The late Evans School Dean Marc Lindenberg meets meets with former President Jimmy Carter during Carter's 2000 visit to UW. Photo by Mary Levin.

The late Evans School Dean Marc Lindenberg meets meets with former President Jimmy Carter during Carter's 2000 visit to UW. Photo by Mary Levin.

Marc arrived in 1998 to head the Graduate School of Public Affairs. In short order, the school became the Daniel J. Evans School of Public Affairs. It acquired an international focus, a position of leadership in that sphere, a spirit of progress, and, not least, an enlarged endowment.
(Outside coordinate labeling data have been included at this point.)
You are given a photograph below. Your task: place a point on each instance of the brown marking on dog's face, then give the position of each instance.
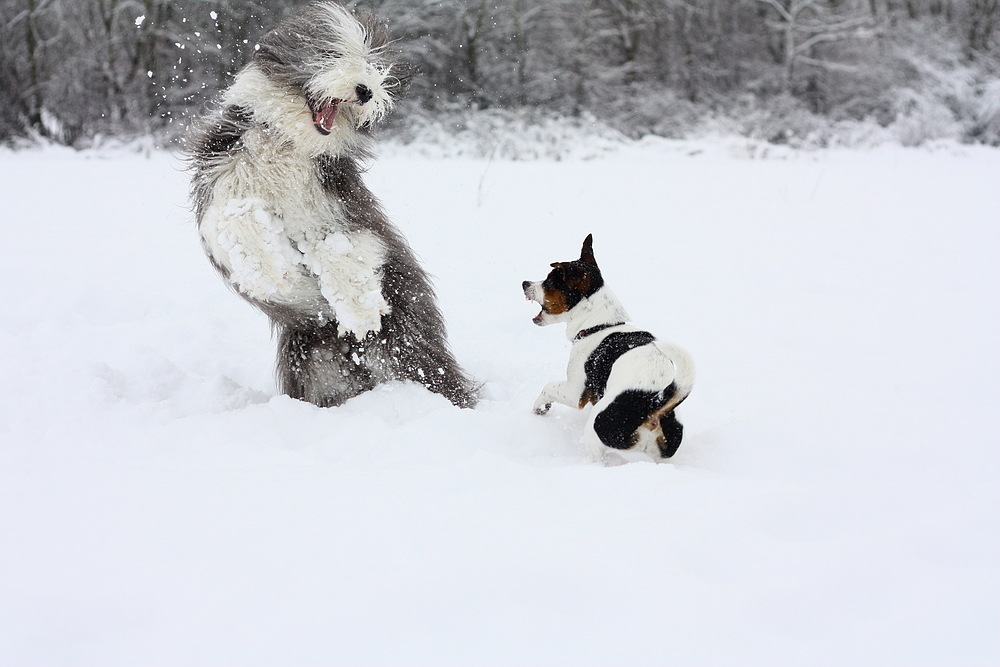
(567, 284)
(553, 301)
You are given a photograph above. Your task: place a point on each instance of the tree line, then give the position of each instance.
(74, 69)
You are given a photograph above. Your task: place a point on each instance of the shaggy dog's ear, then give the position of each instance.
(379, 40)
(587, 253)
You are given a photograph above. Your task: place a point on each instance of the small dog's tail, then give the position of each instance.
(684, 368)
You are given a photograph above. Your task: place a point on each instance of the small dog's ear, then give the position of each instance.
(587, 254)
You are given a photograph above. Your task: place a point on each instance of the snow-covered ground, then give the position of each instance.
(835, 501)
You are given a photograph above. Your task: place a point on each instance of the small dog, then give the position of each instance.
(285, 216)
(634, 381)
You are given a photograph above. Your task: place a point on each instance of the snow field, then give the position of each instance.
(834, 501)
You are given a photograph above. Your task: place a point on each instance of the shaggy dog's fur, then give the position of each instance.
(286, 219)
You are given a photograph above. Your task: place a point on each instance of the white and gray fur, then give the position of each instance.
(285, 216)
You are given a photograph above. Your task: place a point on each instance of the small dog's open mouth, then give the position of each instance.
(324, 115)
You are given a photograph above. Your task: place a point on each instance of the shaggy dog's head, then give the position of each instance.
(567, 284)
(321, 78)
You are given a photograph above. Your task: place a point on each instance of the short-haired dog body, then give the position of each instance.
(634, 380)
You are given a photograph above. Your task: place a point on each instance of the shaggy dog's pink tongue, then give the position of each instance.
(324, 116)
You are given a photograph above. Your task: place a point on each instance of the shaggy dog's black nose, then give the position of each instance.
(363, 92)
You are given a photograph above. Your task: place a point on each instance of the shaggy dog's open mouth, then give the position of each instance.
(324, 115)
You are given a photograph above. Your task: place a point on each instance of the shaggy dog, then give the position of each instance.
(286, 219)
(634, 380)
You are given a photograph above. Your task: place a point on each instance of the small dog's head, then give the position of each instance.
(567, 284)
(325, 71)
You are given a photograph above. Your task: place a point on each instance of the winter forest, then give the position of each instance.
(798, 72)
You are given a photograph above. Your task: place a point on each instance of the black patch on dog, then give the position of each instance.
(673, 431)
(575, 280)
(617, 423)
(599, 363)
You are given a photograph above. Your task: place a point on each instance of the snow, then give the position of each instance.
(834, 501)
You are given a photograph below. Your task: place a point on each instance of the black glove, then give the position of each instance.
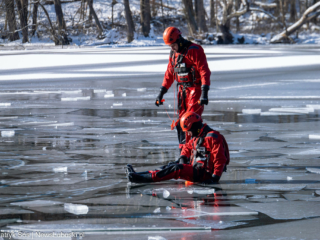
(214, 180)
(158, 102)
(183, 159)
(204, 95)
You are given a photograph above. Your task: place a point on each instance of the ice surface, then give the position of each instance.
(313, 106)
(76, 209)
(313, 170)
(286, 210)
(201, 191)
(60, 169)
(314, 136)
(156, 238)
(293, 110)
(251, 111)
(10, 133)
(75, 99)
(157, 210)
(5, 104)
(282, 187)
(117, 104)
(36, 203)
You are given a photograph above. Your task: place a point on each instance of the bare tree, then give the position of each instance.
(34, 18)
(293, 10)
(311, 13)
(96, 19)
(130, 24)
(13, 35)
(227, 14)
(212, 13)
(189, 13)
(59, 13)
(201, 17)
(145, 16)
(22, 6)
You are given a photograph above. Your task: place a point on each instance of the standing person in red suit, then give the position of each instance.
(188, 66)
(203, 159)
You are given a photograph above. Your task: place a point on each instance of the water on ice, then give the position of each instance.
(76, 209)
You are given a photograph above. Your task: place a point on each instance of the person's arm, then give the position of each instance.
(166, 83)
(199, 58)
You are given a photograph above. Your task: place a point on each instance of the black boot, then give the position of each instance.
(140, 178)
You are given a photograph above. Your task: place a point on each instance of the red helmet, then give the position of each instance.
(170, 35)
(188, 119)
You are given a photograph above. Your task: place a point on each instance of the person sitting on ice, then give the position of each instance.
(202, 159)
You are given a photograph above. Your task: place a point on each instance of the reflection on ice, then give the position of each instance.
(7, 133)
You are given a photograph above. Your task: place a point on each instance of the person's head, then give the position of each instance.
(172, 37)
(191, 123)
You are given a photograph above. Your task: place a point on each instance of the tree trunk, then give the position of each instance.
(145, 16)
(96, 19)
(22, 6)
(130, 24)
(153, 8)
(283, 37)
(293, 10)
(212, 15)
(201, 17)
(237, 6)
(90, 12)
(226, 35)
(188, 9)
(13, 35)
(34, 18)
(196, 11)
(59, 13)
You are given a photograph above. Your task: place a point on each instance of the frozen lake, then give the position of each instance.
(71, 119)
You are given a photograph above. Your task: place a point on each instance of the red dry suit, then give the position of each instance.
(208, 153)
(190, 69)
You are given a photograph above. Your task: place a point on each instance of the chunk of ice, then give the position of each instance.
(166, 193)
(117, 104)
(314, 170)
(141, 89)
(75, 99)
(314, 136)
(7, 133)
(60, 169)
(157, 210)
(76, 209)
(251, 111)
(5, 104)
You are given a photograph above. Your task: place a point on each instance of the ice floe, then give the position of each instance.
(251, 111)
(74, 99)
(7, 133)
(76, 209)
(313, 170)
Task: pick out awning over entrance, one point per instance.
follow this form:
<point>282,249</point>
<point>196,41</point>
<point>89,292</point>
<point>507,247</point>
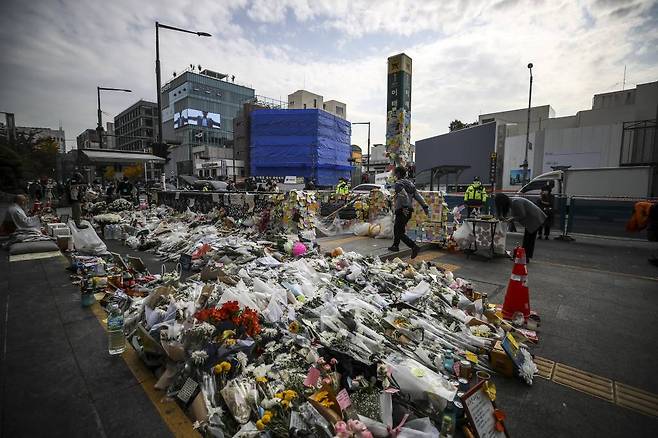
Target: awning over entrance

Marc was the center of this transformation-teaching, writing, imagining, inspiring and leading.

Across the University, Marc became a catalyst in advancing international education and global citizenship. He drew directly on the experience and convictions that had fueled his own career, which spanned both active public service in international organizations like CARE and teaching and scholarship in universities. He called on us to increase our students' experiences abroad, and also to ensure that those who study only at home are better prepared for life in a global society. He prodded us to collaborate, to focus outward on the larger world, to commit to goals beyond our own academic programs. He was uniquely able to bring people together no matter how difficult the challenge or contested the terrain.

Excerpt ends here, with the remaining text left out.